Kate had offered to meet him at the airport, but he’d told her that he would just rent a car and drive out to their place. His first stop after landing in Gallup had been the police station in Castle Springs. He hadn’t been sure what to expect, since most of the people working there had been his fellow officers five years ago. The reunion had been surprisingly friendly. The new captain and an old friend, Bill Cummings, had shared all the information they had on the Bobby Yazzi murder case.

“Do you really think that Russ and Eddie might have killed Bobby?” Joe had asked.

“I would like to believe that the boys only witnessed the murder,” Bill had said. “Sometimes the innocent run, but… They are not helping themselves by trying to elude us. If they didn’t kill Bobby, they should not have run.”

Joe eased the rental car off onto the long, narrow road winding through the ranch land. He dreaded facing Kate, seeing the fear and agony in her eyes. Her first born was in danger, and she was powerless to help him. She was counting on her brother to save her son. Joe only hoped he could.

When Joe drew near the house—a clapboard painted the color of golden sand—his sister and brother-in-law came out onto the porch. Kate lifted her hand to shield her eyes from the sun when she walked into the yard. She was a lovely woman. Short, slightly plump and exotically dark. A pair of faded jeans clung to her womanly curves.

The moment he parked, Kate ran toward him. He had no more than slammed the door shut when she stopped directly in front of him. Tears clouded her black eyes. He grasped her shoulders.

“You must find Eddie,” she said.

The trembling in her body vibrated through his hands. “I will find him. I promise.” Let me be able to keep that vow, he prayed silently.

In his peripheral vision, Joe saw his brother-in-law’s short, barrel-chested, stocky frame shadowed by the edge of the porch roof. At his side stood six-year-old Joey, Joe’s namesake.
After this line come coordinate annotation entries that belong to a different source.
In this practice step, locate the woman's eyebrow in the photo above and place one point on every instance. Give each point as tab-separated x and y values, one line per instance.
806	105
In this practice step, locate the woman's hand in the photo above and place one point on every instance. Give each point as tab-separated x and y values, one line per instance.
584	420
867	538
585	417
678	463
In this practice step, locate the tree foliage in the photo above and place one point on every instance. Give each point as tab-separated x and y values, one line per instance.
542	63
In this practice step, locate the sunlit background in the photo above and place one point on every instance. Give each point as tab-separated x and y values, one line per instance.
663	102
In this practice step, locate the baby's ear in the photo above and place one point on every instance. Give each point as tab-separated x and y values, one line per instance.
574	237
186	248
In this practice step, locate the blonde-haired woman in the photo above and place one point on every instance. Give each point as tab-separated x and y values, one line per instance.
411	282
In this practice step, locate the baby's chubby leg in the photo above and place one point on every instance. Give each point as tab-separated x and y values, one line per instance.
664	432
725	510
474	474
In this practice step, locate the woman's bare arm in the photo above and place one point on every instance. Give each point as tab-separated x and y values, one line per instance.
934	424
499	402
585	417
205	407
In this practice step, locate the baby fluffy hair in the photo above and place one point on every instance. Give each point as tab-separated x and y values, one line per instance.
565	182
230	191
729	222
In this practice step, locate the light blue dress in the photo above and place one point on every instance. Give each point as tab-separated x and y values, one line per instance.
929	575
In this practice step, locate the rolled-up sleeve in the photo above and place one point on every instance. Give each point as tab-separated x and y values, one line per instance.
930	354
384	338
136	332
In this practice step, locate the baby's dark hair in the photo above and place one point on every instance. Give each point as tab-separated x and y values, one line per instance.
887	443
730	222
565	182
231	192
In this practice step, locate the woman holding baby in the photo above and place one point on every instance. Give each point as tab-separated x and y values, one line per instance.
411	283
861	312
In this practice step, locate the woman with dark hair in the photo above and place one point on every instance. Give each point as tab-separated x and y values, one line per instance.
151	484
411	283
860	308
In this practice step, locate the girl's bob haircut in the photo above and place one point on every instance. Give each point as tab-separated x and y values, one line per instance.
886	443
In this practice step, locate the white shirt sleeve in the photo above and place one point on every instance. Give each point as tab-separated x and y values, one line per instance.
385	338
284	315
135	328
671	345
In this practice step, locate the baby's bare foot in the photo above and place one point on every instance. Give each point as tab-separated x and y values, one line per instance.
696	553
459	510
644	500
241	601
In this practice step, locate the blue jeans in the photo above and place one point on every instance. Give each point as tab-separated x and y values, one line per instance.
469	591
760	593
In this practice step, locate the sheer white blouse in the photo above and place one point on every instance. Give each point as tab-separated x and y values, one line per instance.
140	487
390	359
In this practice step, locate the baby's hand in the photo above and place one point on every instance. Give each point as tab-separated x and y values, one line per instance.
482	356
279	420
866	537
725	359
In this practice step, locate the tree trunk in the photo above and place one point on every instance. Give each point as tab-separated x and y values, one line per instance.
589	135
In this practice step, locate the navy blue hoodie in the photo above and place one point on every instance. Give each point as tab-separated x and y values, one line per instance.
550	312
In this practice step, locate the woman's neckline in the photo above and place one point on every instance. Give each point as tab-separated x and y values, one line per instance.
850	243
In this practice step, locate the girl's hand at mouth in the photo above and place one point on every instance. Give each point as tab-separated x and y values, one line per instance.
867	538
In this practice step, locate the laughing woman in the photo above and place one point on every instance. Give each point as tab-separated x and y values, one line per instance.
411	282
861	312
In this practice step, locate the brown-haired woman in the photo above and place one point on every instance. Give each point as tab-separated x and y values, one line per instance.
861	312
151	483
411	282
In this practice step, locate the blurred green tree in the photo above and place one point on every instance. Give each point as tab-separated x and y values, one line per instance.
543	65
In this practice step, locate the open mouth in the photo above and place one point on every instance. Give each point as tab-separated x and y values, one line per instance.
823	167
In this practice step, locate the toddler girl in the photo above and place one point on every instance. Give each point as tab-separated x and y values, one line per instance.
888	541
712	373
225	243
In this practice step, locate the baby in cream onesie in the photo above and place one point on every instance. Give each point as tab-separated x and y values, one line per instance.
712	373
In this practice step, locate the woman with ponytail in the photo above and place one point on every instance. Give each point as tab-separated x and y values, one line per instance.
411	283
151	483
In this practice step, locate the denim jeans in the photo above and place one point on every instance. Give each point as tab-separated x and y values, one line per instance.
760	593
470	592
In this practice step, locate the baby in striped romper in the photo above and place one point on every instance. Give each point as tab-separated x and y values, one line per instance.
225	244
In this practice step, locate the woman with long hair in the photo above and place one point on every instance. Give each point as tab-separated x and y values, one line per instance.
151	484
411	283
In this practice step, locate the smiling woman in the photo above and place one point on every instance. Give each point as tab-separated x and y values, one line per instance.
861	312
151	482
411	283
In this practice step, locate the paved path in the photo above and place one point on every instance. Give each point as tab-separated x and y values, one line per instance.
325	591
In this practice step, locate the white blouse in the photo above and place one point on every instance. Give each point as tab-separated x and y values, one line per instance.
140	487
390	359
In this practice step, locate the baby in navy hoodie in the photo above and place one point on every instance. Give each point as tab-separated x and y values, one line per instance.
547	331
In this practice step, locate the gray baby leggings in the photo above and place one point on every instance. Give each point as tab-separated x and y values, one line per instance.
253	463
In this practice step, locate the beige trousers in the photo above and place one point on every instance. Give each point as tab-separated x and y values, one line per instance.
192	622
And there, hiding halfway behind her brother, was ten-year-old Summer.

Kate grabbed Joe’s hand. “Come. You must be tired and hungry after your long flight. I have stew ready for lunch.”

Kate was so much like their mother had been, a gracious hostess to family and friends. Always enough food to share. Always a warm smile and a generous heart.

His dark-eyed niece and nephew stared at Joe, as Kate twined her arm through his and led him toward the house. Smiling at Joey, he ruffled the boy’s hair.

Joey smiled back at him and said, “Ya’at’eeh.”

“Welcome, Joseph.” Ed Whitehorn nodded his head in greeting.

“Thank you.” Joe liked Ed, a quiet, soft-spoken man, a hard worker and a devoted husband and father. Joe turned his attention to his shy little niece, a carbon copy of her mother. “Aren’t you going to say hello to me, Summer?”

Leaning her head to one side and smiling timidly, she fluttered her long black eyelashes and spoke softly. “Hello, Uncle Joe.”

“You’ve certainly grown since the last time I saw you. And you’re as pretty as your mother.”

Summer awarded Joe with a broad smile. “‘Ahehee’,” she said, thanking him for the compliment.

Joe lifted Joey to his shoulders, much to the boy’s delight, then grasped Summer’s hand and tugged her closer to him. “Your mother has promised me lunch. Is anyone else hungry?”